Migrants to start a Local Peace Committee

The ACTION Support Centre held a Local Peace Committee (LPC) workshop at Yeoville on the 6th of July, which was attended by students, academia, and government officials. Although there were few South Africans that attended, it was a very interesting workshop as everyone who was present participated actively in the exercises, particularly the Ubuntu exercise where the participants had to define and explain their own understanding of Ubuntu as Africans. One of the attendees said “Ubuntu is a set of human values that make humans to be a human being; it separates humans from animals”. This definition steered a discussion on Xenophobia attacks as to how are South Africans showing their human value of Ubuntu when they attack other human beings. Questions were raised on where is humanity when other humans are burnt alive? One of the Congolese citizens reminded the participants that all the fellow brothers and sisters seem to forget that Xenophobia is not only in South Africa and it did not begin here as foreigners are also under attack in many other countries. The point was to desist from such behaviour.
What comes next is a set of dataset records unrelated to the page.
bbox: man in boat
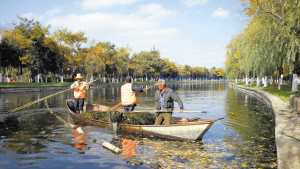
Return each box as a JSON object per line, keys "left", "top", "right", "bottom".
{"left": 70, "top": 73, "right": 94, "bottom": 114}
{"left": 154, "top": 79, "right": 184, "bottom": 125}
{"left": 121, "top": 76, "right": 143, "bottom": 114}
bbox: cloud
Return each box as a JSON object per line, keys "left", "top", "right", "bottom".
{"left": 47, "top": 12, "right": 158, "bottom": 32}
{"left": 21, "top": 8, "right": 61, "bottom": 21}
{"left": 82, "top": 0, "right": 139, "bottom": 9}
{"left": 182, "top": 0, "right": 208, "bottom": 7}
{"left": 46, "top": 4, "right": 179, "bottom": 49}
{"left": 45, "top": 9, "right": 62, "bottom": 17}
{"left": 212, "top": 43, "right": 221, "bottom": 49}
{"left": 166, "top": 48, "right": 225, "bottom": 68}
{"left": 211, "top": 8, "right": 229, "bottom": 18}
{"left": 47, "top": 4, "right": 177, "bottom": 33}
{"left": 119, "top": 28, "right": 179, "bottom": 38}
{"left": 136, "top": 3, "right": 177, "bottom": 20}
{"left": 21, "top": 12, "right": 44, "bottom": 21}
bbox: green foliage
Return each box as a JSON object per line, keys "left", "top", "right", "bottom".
{"left": 0, "top": 16, "right": 223, "bottom": 82}
{"left": 81, "top": 111, "right": 155, "bottom": 125}
{"left": 226, "top": 0, "right": 300, "bottom": 79}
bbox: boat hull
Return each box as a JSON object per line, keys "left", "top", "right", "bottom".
{"left": 66, "top": 100, "right": 217, "bottom": 140}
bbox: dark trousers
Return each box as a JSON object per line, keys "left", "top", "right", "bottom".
{"left": 123, "top": 105, "right": 135, "bottom": 114}
{"left": 155, "top": 112, "right": 172, "bottom": 125}
{"left": 74, "top": 98, "right": 85, "bottom": 112}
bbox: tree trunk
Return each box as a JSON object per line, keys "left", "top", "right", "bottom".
{"left": 257, "top": 77, "right": 260, "bottom": 86}
{"left": 7, "top": 67, "right": 11, "bottom": 83}
{"left": 263, "top": 76, "right": 268, "bottom": 88}
{"left": 90, "top": 73, "right": 94, "bottom": 82}
{"left": 292, "top": 53, "right": 300, "bottom": 92}
{"left": 60, "top": 69, "right": 63, "bottom": 83}
{"left": 20, "top": 64, "right": 23, "bottom": 83}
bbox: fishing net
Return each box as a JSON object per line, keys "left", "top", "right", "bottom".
{"left": 80, "top": 111, "right": 156, "bottom": 125}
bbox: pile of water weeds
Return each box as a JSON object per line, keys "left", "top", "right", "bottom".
{"left": 80, "top": 111, "right": 156, "bottom": 125}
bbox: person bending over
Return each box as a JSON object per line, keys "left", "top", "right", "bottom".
{"left": 121, "top": 76, "right": 143, "bottom": 114}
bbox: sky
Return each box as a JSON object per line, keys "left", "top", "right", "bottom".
{"left": 0, "top": 0, "right": 246, "bottom": 69}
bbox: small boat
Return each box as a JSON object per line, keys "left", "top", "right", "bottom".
{"left": 66, "top": 100, "right": 219, "bottom": 140}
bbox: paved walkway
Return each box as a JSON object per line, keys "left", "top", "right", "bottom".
{"left": 230, "top": 84, "right": 300, "bottom": 169}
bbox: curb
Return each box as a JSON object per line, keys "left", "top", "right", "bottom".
{"left": 230, "top": 84, "right": 300, "bottom": 169}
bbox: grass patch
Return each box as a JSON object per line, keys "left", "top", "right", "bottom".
{"left": 233, "top": 82, "right": 300, "bottom": 102}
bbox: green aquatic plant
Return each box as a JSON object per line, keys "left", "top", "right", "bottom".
{"left": 80, "top": 111, "right": 156, "bottom": 125}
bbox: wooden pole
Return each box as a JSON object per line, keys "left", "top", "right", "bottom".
{"left": 132, "top": 110, "right": 209, "bottom": 113}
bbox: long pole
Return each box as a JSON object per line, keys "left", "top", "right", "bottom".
{"left": 3, "top": 80, "right": 98, "bottom": 115}
{"left": 133, "top": 110, "right": 209, "bottom": 113}
{"left": 3, "top": 88, "right": 73, "bottom": 115}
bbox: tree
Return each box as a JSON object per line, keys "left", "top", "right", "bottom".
{"left": 1, "top": 16, "right": 59, "bottom": 82}
{"left": 53, "top": 28, "right": 87, "bottom": 80}
{"left": 183, "top": 65, "right": 191, "bottom": 78}
{"left": 161, "top": 58, "right": 178, "bottom": 78}
{"left": 216, "top": 68, "right": 225, "bottom": 78}
{"left": 177, "top": 64, "right": 184, "bottom": 78}
{"left": 84, "top": 40, "right": 108, "bottom": 79}
{"left": 132, "top": 50, "right": 165, "bottom": 78}
{"left": 210, "top": 67, "right": 218, "bottom": 78}
{"left": 226, "top": 0, "right": 300, "bottom": 84}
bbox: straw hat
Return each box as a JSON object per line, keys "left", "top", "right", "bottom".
{"left": 74, "top": 73, "right": 83, "bottom": 80}
{"left": 156, "top": 79, "right": 166, "bottom": 86}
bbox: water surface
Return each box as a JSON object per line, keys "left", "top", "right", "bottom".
{"left": 0, "top": 82, "right": 276, "bottom": 168}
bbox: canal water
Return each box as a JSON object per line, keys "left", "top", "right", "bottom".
{"left": 0, "top": 82, "right": 277, "bottom": 168}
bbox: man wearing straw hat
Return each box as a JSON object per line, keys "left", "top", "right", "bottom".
{"left": 70, "top": 73, "right": 94, "bottom": 114}
{"left": 154, "top": 79, "right": 184, "bottom": 125}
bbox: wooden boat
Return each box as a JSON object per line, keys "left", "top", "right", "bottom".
{"left": 66, "top": 100, "right": 219, "bottom": 140}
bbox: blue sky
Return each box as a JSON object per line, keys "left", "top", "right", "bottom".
{"left": 0, "top": 0, "right": 245, "bottom": 69}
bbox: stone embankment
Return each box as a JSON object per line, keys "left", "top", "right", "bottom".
{"left": 230, "top": 84, "right": 300, "bottom": 169}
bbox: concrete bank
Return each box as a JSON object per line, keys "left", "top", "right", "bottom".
{"left": 230, "top": 84, "right": 300, "bottom": 169}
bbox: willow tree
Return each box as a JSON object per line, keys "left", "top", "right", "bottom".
{"left": 239, "top": 0, "right": 300, "bottom": 90}
{"left": 226, "top": 0, "right": 300, "bottom": 89}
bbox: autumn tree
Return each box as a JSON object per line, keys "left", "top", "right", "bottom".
{"left": 53, "top": 28, "right": 87, "bottom": 80}
{"left": 226, "top": 0, "right": 300, "bottom": 90}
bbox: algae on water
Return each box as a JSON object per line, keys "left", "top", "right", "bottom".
{"left": 81, "top": 111, "right": 156, "bottom": 125}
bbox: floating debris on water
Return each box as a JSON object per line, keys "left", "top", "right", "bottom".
{"left": 81, "top": 111, "right": 156, "bottom": 125}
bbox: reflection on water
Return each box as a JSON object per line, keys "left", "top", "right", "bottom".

Simon Kobedi, the ASC team member, shared tools of conflict transformation and a very interesting story which was part of the exercise, which was a challenging one, but participants did very well. Some participants from foreign countries pleaded with South Africa to assist them so that they can reside together because in their own countries they are facing economic and political challenges. One student contributed that South Africa should be grateful and help foreign nationals because for them to enjoy the liberation struggle they have today it is because of other African countries that helped them during apartheid.

Language is usually a barrier for many migrants; and in South Africa the Zulu language is the dominant language. One group presented that South Africans sometimes assume that when you are black then you must know how to speak Zulu, they come and approach you using the Zulu language and when they realize that you do not speak Zulu, their approach and behaviour towards you changes and this kind of behaviour happens everywhere even when you go to a police station or hospital. Such institutions do not treat South Africans and migrants the same. At the discussion ACTION Support Centre was encouraged to have a French translator because some people who had attended the meeting did not even understand English.

A great concern by the participants who had attended and who were also migrants was that they were not sure of the difference they would make for them as foreigners if they joined an LPC in South African communities. However, the ASC member Pretty Mncube, assured migrants them that being part of the LPC will give migrants a voice to speak and communicate with other South Africans on how they can live in peace with each other and be able to tell their stories which could teach and help South Africans understand the reason why they come to South Africa. Moreover they will be able to get direct information from Government officials at Home Affairs because the LPCs work closely with the Home Affairs. This clarification gave them an understanding on why migrants would be an integral part of LPC. Lesson learnt was that migrants will also represent some of them in their communities and it also gave them hope that one day they will live in peace without fear in South Africa, after all they are brothers and sisters and Africa is their motherland.